Mr. Reid said that the Senate will pursue a more limited measure that tightens energy efficiency standards and responds to the oil spill in the Gulf of Mexico rather than take up legislation that cuts carbon emissions at this time.

Democrats posit that the slimmer package will tighten household energy efficiency requirements and increase financing for the Land and Water Conservation Fund. At the same time, the package will ensure that BP will hold responsibility to pay for the cleanup of the oil spill, promote further production of natural gas, and increase the manufacturing of natural gas vehicles, particularly big trucks.

The failure is not entirely surprising; the Democratic Party have expended most, if not all, of their political capital on the Healthcare fight. After a lengthy and extremely draining battle, this legislation still ended up being perceived by many as a ‘welfare project’ that would add even more to the deficit in desperate times. Furthermore, many felt Congress should have been concentrating on increasing the number of jobs in the economy rather than ‘damaging’ it with elaborate Democratic plans.

Under these circumstances, a comprehensive Climate Change bill would always have been difficult. The Republican party, already vitriolic over much of the Democratic legislative agenda in this congress, painted the Climate Change bill (with the notable exception of Senator Lindsey Graham)  as a ‘national energy tax’. Given the current radical streak to American politics embodied in the Tea Party movement, Democratic leaders proved unwilling to engage in a lengthy battle before the  upcoming November mid-term election over anything that could be construed as a tax or unrelated to jobs.

There is a second element to this Bill’s failure –  the state of the current Republican party. Republicans have pursued a policy of near unanimous opposition to the Democratic agenda: from the stimulus, to healthcare and even on short term crucial issues such as unemployment benefits. The same goes for climate change.  The latter strikes a particularly deep chord; since George H. W Bush, Republicans have been almost uniformly opposed to any significant climate change measures, doubting both the science, most notably with Senator Inhofe (R-OK) describing the science as a ’hoax’ as their minority leader on the Senate Environment committee and arguing that any measure would cripple the American economy.
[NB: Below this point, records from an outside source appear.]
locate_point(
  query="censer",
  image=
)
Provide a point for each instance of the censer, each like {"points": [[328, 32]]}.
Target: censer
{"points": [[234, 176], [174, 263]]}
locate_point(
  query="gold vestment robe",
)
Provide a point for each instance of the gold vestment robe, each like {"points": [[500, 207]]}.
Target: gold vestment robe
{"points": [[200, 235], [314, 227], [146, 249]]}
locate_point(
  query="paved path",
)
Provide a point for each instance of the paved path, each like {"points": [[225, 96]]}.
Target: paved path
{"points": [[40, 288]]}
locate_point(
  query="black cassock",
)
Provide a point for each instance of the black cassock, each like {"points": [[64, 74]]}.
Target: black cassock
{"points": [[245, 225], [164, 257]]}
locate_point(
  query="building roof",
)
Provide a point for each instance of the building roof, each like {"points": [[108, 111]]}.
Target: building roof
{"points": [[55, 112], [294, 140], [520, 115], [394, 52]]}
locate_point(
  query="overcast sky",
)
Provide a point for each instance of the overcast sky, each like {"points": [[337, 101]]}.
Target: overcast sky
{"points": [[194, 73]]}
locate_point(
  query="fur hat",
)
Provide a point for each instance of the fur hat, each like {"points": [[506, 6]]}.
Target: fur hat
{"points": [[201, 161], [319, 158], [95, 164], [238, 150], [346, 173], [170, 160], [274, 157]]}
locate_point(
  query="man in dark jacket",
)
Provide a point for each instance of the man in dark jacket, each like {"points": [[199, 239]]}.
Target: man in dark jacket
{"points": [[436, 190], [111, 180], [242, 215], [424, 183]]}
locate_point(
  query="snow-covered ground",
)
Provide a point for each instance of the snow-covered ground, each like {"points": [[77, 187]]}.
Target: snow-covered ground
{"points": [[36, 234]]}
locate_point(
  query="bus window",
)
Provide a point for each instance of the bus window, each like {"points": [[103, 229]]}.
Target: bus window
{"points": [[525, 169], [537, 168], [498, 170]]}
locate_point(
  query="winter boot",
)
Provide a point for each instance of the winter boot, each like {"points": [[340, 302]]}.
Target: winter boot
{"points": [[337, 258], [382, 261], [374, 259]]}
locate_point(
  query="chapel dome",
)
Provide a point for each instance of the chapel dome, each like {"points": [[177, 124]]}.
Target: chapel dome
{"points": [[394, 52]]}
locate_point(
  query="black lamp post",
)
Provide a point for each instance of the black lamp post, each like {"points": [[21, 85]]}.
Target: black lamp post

Nevertheless, we may be at a turning point. The American public has shown consistent support for clean energy above 50%,  even if the Republicans take back the House this November, their continued opposition approach will have to change and climate change may well prove difficult to avoid with an expectant public. If they don’t take back the House, Democrats will feel they’ve been given a new mandate to continue their progressive agenda.

Finally, America may just be working incrementally on climate change, rather than a ‘big bang approach’. The stimulus channelled record amounts of funding to renewable energy and energy efficiency, raised fuel efficiency standards and may now work again to move to gas and improve energy efficiency. If ‘cap and trade’ can be implement in the next congress the first 4 years of Obama’s Presidency will not be without successes on the climate change front, albeit at a pace that will be detrimental to domestic and international efforts to control greenhouse gas emissions.